Publié le
Vendredi 18 mars 2016

“En pâturage tournant, il n’y a pas de science exacte”

L’idéal est d’avoir des prairies groupées autour de la ferme pour rentrer les animaux facilement en cas de besoin. “S’il y a des prairies à droite à gauche, c’est bien plus compliqué.” En cas d’îlots éloignés, il faut réserver une parcelle parking qui sera gérée comme une stabulation à ciel ouvert. Car Nicolas Jeauneau met en garde contre le surpâturage. “Cela réduit la pérennité des prairies. Mieux vaut condamner un hectare en parking pour ne pas abîmer les autres parcelles.”


Le parcellaire a une influence capitale



S'aider de la cartographie pour faire les paddocks



Visualiser les carrés, faire coordonner les lots d’animaux avec les surfaces disponibles, découper les paddocks en fonction des zones, autant de points qui sont facilités avec les cartes. Les parcelles séchantes et portantes sont intéressantes pour sortir les animaux tôt. “Et peu importe si en juin, il n’y a plus rien à manger, ils iront plus tard dans les paddocks humides.”

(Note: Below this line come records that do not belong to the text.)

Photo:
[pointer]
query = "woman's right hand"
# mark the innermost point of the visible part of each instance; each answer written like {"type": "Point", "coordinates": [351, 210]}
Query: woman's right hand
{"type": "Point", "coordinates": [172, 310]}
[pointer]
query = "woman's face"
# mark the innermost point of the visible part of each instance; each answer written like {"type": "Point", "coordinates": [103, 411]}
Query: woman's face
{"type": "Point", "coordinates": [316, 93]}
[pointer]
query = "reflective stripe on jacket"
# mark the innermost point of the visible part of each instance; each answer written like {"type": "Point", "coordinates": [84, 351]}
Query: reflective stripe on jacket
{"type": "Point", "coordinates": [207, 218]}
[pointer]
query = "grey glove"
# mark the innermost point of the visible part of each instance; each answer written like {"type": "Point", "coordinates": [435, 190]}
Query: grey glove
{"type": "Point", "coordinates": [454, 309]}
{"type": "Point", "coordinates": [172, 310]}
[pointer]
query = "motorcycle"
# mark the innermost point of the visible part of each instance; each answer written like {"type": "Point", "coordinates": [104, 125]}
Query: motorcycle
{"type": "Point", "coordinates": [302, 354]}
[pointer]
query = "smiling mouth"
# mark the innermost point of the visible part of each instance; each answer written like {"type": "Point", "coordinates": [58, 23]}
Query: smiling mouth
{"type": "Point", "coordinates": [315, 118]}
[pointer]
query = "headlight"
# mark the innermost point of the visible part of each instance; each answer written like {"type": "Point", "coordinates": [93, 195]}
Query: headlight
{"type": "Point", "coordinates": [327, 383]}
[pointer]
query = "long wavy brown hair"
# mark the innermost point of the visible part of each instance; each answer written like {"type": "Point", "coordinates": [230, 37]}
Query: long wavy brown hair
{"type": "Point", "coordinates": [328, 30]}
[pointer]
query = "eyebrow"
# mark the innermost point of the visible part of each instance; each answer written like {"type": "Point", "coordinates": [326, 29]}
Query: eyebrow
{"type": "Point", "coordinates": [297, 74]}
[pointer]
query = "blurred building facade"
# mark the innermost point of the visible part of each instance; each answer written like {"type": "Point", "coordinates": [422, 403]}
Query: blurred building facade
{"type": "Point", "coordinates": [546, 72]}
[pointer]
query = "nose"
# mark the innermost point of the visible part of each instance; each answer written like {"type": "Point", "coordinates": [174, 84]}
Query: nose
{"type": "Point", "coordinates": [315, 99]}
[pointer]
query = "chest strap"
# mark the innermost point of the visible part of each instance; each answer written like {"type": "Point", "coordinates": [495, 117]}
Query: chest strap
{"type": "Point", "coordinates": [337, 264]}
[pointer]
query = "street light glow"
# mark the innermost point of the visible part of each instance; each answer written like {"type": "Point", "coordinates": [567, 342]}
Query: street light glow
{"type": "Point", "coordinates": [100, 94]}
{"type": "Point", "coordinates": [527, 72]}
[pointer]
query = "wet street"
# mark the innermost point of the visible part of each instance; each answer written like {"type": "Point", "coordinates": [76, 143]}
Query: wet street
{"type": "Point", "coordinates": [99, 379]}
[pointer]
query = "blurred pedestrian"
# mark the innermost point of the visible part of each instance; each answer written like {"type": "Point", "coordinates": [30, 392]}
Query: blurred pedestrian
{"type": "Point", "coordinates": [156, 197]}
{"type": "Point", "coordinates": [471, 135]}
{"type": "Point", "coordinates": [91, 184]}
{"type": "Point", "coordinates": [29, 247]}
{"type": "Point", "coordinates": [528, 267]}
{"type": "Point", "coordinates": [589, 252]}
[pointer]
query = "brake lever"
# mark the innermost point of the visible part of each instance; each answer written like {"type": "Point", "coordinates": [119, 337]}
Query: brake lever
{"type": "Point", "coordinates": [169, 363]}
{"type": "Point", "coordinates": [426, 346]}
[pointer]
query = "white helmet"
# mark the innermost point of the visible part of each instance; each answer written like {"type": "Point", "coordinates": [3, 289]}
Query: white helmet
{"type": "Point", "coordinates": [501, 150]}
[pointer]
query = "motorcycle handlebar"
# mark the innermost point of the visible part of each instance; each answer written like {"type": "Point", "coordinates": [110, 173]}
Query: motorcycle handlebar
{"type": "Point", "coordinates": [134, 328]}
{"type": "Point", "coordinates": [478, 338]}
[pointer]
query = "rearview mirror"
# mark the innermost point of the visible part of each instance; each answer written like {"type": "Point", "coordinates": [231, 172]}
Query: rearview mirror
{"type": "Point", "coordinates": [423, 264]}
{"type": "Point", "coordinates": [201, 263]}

Adapter les mélanges prairiaux au type de sol



“Le dactyle résiste bien en terrain séchant. En fétuque, il existe aujourd'hui des variétés appétentes. Faire son mélange soi-même reste une valeur sûre.”



Chargement : 30 ares/UGB



La base est de 30 ares par UGB en terres profondes et productives. En fonction du potentiel des prairies et des races, 50 ares par UGB peuvent être nécessaires. En général, pour un lot de 40 UGB, il faut découper 12 hectares en cinq paddocks. “Prévoyez cinq paddocks par lot au minimum et faites tourner tous les cinq six jours pour respecter un temps de pousse de 25 à 30 jours. Ça peut aussi être six, sept ou huit paddocks pour faire tourner plus vite.” Mieux vaut garder les jeunes animaux près des bâtiments. Les adultes, eux, savent se protéger des intempéries sur les coteaux ou le long des haies.



Débrayer au bon moment



Pour faire une fauche ou un enrubannage de qualité, débrayer au bon moment est un point crucial. “Début juin, quand on est débordé par l’herbe, il faut débrayer une parcelle et tourner sur les quatre restantes puis la réintroduire à la mi juillet.” Pour calculer le nombre de jours de pâturage d’avance, la hauteur d’herbe peut être mesurée avec un herbomètre, sachant qu'un centimètre équivaut à 260 kg de MS/ha. “On vise à avoir 25 jours d’avance. Si on a 40 jours, il est temps de débrayer.”



Quand commencer ?



Le plus tôt possible ! “Quand on sort les animaux trop tard, on est vite débordé par l’herbe, alors on fauche et on distribue...” Début mars, les jeunes génisses peuvent commencer à nettoyer toutes les parcelles. Ensuite, le déprimage permet d’étêter, de relancer la pousse en faisant taller les graminées et en aérant les légumineuses. “Déprimer de bonne heure permet d’obtenir de meilleurs résultats en ensilage par la suite.” Et faire pâturer le plus longtemps possible jusqu’à la fin de l’automne, “c’est autant de matière sèche de gagné.”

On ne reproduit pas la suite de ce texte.